3 thoughts on “Religion and sexuality”

  1. The struggles that the characters of this play face and that you mentioned in your post made me think about the campy scene in which Prior is wrestling with the Angel. As we noticed in class, he was literally “wrestling with God”, which means that he was trying to understand what His Word was telling him or even struggling with their own acceptance of being sick of AIDS. This is very revealing because at the end all the characters experience some kind of realization that comes from that struggle.

    1. I agree that characters have perspective on their own identities after their struggles with religion. I think it’s also worthy to note that the play is put into the lens of religion from the first scene with the rabbi. In the first scene while referencing the woman that died, the Rabbi says, “She preferred silence. So I do not know her and yet I know her” (Kushner 10). This parallels how characters feel towards each other, like @shanksca touches on, the cycle of struggle is what acts as glue for the play, connecting the characters through death and their perceptions of it.

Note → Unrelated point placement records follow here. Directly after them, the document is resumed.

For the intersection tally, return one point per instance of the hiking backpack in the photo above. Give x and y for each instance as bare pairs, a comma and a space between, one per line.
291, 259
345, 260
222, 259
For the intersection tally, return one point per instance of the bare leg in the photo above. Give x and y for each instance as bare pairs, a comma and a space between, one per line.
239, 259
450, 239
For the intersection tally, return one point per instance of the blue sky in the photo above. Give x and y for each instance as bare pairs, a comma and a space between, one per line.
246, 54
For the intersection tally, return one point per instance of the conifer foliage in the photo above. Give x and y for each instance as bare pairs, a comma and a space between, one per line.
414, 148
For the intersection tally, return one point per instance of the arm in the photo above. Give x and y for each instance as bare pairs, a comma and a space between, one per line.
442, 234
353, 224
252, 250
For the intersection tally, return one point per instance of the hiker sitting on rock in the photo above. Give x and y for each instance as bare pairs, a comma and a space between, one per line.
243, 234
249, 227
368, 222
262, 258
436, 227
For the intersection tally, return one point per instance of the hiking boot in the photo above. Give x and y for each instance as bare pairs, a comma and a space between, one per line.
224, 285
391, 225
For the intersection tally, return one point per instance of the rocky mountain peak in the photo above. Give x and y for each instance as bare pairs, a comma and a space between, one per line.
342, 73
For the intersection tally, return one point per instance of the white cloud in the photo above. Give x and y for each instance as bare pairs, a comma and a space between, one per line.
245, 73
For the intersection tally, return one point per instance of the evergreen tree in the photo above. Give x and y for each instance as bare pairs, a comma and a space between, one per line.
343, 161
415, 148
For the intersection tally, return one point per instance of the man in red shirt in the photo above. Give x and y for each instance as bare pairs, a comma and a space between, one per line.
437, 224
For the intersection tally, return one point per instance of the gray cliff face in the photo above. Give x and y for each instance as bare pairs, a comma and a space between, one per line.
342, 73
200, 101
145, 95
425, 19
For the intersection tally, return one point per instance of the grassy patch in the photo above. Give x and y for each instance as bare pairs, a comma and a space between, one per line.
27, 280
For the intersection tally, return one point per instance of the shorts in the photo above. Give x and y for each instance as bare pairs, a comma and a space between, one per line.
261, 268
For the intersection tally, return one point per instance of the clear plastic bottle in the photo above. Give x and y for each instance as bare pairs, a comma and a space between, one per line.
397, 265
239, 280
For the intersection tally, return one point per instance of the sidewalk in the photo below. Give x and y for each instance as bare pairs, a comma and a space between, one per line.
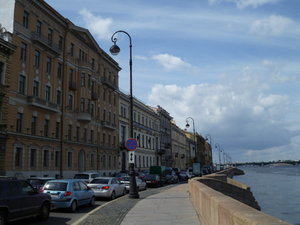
170, 207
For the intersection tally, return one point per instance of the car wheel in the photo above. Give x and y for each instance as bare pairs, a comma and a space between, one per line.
113, 195
3, 218
92, 202
44, 212
73, 206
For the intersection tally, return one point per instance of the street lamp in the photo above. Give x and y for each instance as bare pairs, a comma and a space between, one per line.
114, 50
217, 146
187, 126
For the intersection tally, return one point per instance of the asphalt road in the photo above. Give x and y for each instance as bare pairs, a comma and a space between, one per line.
62, 216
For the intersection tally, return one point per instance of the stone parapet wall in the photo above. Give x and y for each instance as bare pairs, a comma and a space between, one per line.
215, 208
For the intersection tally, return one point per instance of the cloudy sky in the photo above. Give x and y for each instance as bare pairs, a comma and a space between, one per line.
232, 65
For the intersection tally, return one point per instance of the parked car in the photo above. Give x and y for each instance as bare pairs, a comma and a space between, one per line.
107, 187
185, 175
18, 200
39, 182
86, 177
140, 183
153, 180
69, 193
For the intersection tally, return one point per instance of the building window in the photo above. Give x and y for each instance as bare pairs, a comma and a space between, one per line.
37, 56
82, 104
46, 128
46, 158
85, 135
57, 130
50, 35
70, 159
78, 133
92, 160
19, 124
49, 65
92, 136
70, 102
35, 88
33, 157
58, 97
48, 92
2, 78
23, 51
22, 80
33, 125
82, 79
70, 132
72, 49
59, 70
60, 42
25, 19
39, 27
18, 157
57, 158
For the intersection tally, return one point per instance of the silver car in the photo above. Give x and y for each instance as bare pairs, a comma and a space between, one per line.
107, 187
141, 184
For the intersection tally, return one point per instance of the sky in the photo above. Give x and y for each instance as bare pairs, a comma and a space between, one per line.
231, 65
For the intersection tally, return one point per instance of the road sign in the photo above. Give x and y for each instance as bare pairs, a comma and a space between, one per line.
131, 157
131, 144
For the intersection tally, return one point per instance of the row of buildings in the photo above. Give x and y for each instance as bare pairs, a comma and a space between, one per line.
61, 108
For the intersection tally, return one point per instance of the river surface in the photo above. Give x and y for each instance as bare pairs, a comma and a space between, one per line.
276, 189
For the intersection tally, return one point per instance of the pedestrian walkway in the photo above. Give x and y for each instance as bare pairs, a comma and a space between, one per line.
170, 207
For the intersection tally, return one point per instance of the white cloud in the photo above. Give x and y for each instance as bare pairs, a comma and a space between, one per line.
243, 115
245, 3
96, 24
170, 62
274, 25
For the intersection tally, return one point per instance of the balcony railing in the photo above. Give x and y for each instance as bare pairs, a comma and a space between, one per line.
84, 116
42, 103
38, 38
72, 85
94, 95
108, 124
108, 83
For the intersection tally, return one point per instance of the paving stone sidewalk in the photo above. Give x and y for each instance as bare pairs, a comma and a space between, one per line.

  2. I love that you brought up religion within this play. I think the way Angels in America brings faith into conversation is so interesting as a whole. The quote that always sticks out to me is when Harper says, “In my religion we don’t believe in homosexuals” to which Prior responds, “In my religion we don’t believe in Mormons.” While this is a funny exchange it also says a lot about what the author might consider faith. It shows that faith at least in the author’s view is based very much in community, as prior brings up by comparing the gay community to the Mormon church.